Catholicism was the original church to be united with the state through the law of civil government in the early fourth century. Catholicism, most notably Augustine and much later Aquinas, developed the theology which unifies church and state through the laws of a nation. This theology justifies the persecution, torture, and murder of heretics. Established Protestant churches continued to practice this heretical theology. Church state establishments have always viciously persecuted and murdered those whom the established church has labeled to be heretical.[iii]
Established churches in the American colonies—notably, the Puritans and Anglicans—continued to persecute heretics, although due to constraints by England, not as severely as in the Old World. As always, faithful Bible stood spiritually, not physically, against the establishments. Due to the circumstances in the colonies, those heroes of the faith ultimately prevailed when the First Amendment was ratified and added to the United States Constitution.[iii]
The Covenant Theology of the Puritans, a modified form of Calvinism, which is a modification of Catholic theology, spiritualizes and allegorizes much of the Bible. Calvinism teaches union of church and state and requires the persecution of heretics.

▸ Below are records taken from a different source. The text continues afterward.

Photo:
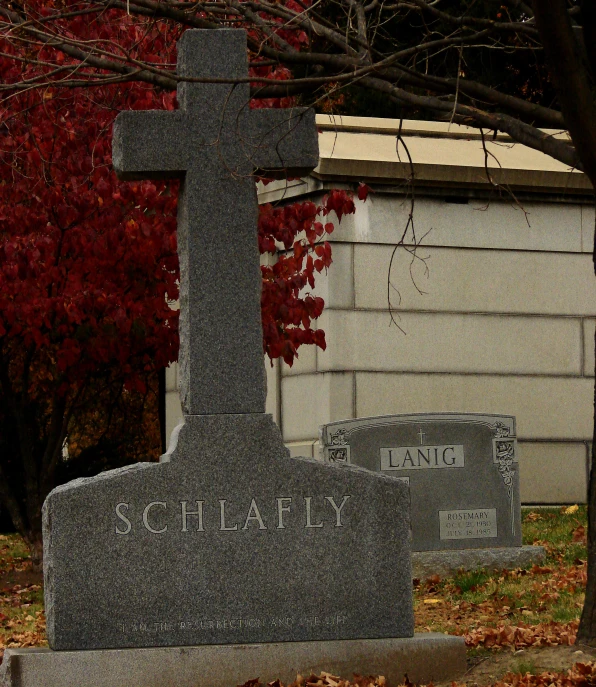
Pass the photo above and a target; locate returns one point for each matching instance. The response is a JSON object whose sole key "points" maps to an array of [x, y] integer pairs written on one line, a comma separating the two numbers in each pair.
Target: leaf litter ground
{"points": [[519, 625]]}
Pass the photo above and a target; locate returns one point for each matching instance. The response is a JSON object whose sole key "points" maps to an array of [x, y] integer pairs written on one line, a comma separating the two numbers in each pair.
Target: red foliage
{"points": [[87, 263]]}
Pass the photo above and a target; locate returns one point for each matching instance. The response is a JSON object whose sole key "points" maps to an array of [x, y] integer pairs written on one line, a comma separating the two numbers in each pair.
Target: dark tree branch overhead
{"points": [[350, 46]]}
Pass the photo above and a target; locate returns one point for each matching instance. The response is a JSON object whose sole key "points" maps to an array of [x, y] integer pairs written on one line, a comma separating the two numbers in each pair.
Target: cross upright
{"points": [[215, 144]]}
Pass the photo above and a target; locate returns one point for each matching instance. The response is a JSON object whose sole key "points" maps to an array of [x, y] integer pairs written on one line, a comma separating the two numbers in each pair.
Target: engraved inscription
{"points": [[231, 624], [160, 517], [476, 523], [422, 457]]}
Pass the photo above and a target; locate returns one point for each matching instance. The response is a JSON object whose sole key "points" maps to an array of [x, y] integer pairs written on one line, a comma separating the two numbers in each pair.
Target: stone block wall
{"points": [[495, 310]]}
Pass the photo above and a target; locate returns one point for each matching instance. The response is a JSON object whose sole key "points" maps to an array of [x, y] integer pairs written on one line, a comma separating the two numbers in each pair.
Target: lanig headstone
{"points": [[228, 540], [462, 471]]}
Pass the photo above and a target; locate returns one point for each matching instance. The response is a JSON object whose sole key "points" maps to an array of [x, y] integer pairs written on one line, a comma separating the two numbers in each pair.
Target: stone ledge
{"points": [[424, 657], [443, 563]]}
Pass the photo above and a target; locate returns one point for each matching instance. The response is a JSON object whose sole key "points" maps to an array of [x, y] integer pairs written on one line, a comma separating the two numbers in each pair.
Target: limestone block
{"points": [[172, 377], [383, 219], [312, 400], [545, 408], [305, 363], [588, 228], [475, 281], [173, 412], [589, 325], [336, 286], [425, 564], [553, 472], [272, 399], [450, 343]]}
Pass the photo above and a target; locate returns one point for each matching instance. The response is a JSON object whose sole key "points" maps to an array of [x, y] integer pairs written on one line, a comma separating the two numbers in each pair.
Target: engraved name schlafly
{"points": [[159, 517], [422, 457]]}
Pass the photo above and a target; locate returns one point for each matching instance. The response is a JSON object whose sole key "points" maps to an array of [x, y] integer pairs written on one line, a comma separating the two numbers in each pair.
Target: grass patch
{"points": [[553, 592], [457, 605]]}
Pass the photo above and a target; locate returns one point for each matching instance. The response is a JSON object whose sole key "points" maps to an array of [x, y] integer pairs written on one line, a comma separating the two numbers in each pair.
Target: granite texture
{"points": [[425, 658], [462, 472], [215, 144], [425, 564], [228, 540]]}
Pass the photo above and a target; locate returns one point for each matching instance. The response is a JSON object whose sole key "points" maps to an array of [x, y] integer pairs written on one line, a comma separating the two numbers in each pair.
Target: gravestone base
{"points": [[424, 657], [445, 563]]}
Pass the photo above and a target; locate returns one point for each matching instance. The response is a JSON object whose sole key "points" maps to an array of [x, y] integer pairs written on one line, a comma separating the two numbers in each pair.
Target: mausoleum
{"points": [[487, 306]]}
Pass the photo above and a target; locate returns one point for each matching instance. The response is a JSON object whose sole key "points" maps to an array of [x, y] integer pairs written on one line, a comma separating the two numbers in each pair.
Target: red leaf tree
{"points": [[88, 265]]}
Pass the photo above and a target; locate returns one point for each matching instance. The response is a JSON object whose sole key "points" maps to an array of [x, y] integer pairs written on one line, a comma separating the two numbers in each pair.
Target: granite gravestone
{"points": [[227, 540], [462, 471]]}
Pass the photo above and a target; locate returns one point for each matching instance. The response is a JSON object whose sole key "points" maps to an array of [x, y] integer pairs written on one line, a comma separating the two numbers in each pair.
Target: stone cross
{"points": [[215, 144]]}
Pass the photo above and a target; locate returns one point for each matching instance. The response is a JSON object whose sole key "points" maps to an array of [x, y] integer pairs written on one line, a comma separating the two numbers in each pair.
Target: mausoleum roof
{"points": [[443, 155]]}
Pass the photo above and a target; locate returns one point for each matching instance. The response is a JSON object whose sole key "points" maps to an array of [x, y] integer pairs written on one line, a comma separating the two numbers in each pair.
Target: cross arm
{"points": [[283, 143], [149, 145]]}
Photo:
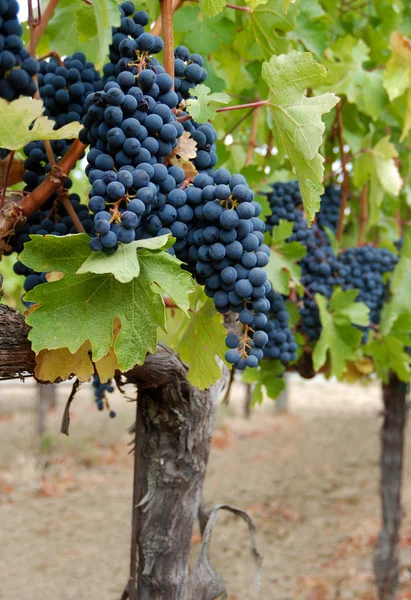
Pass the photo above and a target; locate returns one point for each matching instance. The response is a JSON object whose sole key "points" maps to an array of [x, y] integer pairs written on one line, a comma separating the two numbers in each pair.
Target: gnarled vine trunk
{"points": [[386, 564], [173, 434]]}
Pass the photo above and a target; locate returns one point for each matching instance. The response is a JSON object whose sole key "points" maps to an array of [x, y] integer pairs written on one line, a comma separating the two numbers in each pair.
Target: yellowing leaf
{"points": [[385, 168], [297, 119], [21, 121], [60, 364], [397, 74], [186, 147], [84, 308]]}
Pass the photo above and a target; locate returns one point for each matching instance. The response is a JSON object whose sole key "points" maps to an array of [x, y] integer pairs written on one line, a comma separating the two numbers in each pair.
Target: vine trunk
{"points": [[386, 564]]}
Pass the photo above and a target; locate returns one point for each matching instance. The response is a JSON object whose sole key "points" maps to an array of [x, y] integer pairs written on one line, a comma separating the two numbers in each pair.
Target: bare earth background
{"points": [[309, 479]]}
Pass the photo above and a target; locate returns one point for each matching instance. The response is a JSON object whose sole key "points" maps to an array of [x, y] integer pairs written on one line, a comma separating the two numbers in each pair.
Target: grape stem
{"points": [[363, 214], [71, 212], [6, 178], [233, 6], [43, 19], [237, 124], [158, 25], [239, 106], [345, 187], [53, 54], [253, 136], [166, 7]]}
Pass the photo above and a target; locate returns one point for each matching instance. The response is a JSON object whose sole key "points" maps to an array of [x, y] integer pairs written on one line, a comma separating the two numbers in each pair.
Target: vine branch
{"points": [[253, 136], [19, 211], [158, 25], [363, 214], [6, 178], [233, 6], [345, 184], [239, 106], [168, 36]]}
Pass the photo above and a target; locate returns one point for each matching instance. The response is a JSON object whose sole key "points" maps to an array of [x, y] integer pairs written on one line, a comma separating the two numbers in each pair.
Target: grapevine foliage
{"points": [[178, 203]]}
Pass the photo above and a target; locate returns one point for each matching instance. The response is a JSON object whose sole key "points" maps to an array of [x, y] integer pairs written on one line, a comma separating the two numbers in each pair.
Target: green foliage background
{"points": [[299, 56]]}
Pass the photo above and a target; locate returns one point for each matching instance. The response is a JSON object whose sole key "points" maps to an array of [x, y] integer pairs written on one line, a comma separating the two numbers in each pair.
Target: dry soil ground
{"points": [[309, 479]]}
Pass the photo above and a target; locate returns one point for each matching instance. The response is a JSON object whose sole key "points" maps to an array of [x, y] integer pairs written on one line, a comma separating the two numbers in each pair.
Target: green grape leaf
{"points": [[397, 73], [339, 338], [379, 167], [346, 75], [199, 339], [297, 119], [267, 378], [313, 27], [79, 26], [21, 122], [400, 285], [79, 308], [254, 3], [282, 267], [268, 23], [199, 107], [211, 8], [123, 264], [388, 355]]}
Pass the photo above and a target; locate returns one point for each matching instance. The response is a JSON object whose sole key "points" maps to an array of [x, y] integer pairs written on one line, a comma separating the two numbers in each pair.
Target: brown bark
{"points": [[16, 355], [386, 564], [174, 428]]}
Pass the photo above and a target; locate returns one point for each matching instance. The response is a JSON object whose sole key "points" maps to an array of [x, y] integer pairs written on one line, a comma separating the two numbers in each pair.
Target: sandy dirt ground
{"points": [[309, 479]]}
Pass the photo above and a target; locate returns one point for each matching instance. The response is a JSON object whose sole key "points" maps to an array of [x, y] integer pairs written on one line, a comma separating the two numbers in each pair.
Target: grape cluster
{"points": [[131, 129], [55, 222], [189, 71], [130, 134], [64, 87], [63, 90], [320, 273], [131, 27], [17, 67], [365, 268], [100, 391], [329, 212], [223, 246]]}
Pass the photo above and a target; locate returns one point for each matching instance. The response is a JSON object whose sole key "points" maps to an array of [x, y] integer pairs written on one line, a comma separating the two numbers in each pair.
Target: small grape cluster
{"points": [[17, 67], [64, 87], [37, 165], [189, 71], [130, 134], [100, 391], [329, 213], [365, 268], [320, 273], [281, 342], [131, 27]]}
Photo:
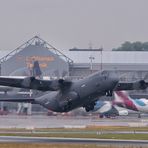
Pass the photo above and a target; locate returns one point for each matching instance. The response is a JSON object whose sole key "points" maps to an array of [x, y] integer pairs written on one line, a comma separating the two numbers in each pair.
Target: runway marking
{"points": [[21, 139]]}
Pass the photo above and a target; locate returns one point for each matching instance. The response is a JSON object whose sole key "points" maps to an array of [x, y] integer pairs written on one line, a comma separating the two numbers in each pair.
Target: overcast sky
{"points": [[73, 23]]}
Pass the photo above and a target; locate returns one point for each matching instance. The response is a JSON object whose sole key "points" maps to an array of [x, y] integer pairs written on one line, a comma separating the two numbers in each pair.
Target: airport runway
{"points": [[42, 121], [19, 139]]}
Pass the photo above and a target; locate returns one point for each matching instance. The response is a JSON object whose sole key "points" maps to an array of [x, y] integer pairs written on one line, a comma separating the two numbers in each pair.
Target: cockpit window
{"points": [[105, 73]]}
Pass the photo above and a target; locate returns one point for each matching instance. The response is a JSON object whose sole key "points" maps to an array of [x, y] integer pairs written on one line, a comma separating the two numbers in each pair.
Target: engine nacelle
{"points": [[68, 100]]}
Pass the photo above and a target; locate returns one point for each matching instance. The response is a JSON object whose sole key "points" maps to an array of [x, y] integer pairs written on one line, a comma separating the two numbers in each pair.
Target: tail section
{"points": [[122, 99], [121, 96]]}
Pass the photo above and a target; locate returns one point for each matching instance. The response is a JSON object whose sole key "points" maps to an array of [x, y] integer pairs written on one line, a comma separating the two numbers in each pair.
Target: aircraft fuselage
{"points": [[82, 93]]}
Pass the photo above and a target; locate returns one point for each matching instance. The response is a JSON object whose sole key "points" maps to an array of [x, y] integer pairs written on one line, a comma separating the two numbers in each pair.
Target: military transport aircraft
{"points": [[63, 95]]}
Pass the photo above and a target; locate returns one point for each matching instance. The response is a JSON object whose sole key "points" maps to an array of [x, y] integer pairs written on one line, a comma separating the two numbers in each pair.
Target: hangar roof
{"points": [[127, 57]]}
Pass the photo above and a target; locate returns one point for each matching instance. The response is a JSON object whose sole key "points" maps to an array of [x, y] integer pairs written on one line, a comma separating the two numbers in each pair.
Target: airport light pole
{"points": [[101, 49], [91, 62]]}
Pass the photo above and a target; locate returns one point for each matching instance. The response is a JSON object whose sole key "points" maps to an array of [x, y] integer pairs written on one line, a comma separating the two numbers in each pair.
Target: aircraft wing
{"points": [[138, 85], [18, 100], [33, 83]]}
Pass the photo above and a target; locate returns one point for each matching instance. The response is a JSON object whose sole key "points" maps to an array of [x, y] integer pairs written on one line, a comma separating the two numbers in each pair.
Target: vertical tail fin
{"points": [[121, 96]]}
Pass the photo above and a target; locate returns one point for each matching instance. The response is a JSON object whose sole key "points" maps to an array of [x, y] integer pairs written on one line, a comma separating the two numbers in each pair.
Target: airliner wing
{"points": [[33, 83], [138, 85]]}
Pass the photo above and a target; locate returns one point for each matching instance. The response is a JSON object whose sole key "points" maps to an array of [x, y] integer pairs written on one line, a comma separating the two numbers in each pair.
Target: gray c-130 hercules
{"points": [[65, 95]]}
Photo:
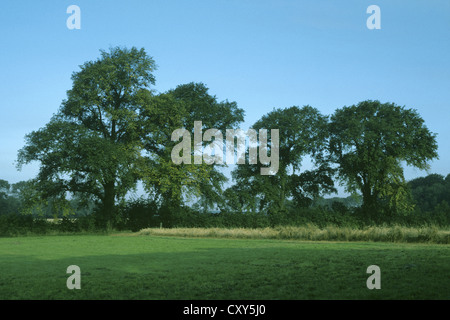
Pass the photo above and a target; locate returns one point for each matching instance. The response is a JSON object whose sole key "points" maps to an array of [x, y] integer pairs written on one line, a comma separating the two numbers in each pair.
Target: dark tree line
{"points": [[114, 130]]}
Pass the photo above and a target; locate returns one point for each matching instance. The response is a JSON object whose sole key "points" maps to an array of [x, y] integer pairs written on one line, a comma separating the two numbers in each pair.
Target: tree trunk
{"points": [[109, 203]]}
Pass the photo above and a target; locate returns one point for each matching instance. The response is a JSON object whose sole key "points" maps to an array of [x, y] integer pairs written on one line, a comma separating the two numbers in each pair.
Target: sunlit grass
{"points": [[133, 266]]}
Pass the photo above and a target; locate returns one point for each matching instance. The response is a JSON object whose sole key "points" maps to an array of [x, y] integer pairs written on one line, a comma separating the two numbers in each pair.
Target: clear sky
{"points": [[263, 54]]}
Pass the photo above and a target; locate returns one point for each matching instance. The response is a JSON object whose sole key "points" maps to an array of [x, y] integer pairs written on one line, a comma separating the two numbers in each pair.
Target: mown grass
{"points": [[427, 234], [160, 267]]}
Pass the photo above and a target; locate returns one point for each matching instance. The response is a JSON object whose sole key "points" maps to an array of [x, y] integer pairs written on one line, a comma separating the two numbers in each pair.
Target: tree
{"points": [[368, 143], [429, 191], [302, 133], [175, 109], [91, 146]]}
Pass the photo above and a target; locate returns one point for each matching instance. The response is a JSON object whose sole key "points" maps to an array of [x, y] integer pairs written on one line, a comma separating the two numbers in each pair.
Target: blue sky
{"points": [[263, 54]]}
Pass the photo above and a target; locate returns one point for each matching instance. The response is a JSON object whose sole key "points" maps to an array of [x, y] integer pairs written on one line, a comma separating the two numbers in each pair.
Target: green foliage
{"points": [[369, 141], [92, 144], [302, 133]]}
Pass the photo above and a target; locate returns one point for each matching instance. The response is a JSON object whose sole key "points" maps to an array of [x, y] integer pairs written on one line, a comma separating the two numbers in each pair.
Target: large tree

The main opponents of Covenant Theology, union of church and state, and persecution of “heretics” in the colonies were the Baptists. The writings and history, for the most part have survived. Unlike the Old World where Protestantism and Catholicism before that successfully destroyed the books, writings, and teachings of “heretics” new forces came together in the colonies which allowed the brilliant history and writings of men such as Roger Williams, Dr. John Clarke, Isaac Backus, and other to be preserved. Sadly, Christian Revisionism, not to mention secular revisionism, has tried to blot out or pervert and hide that history and those writings.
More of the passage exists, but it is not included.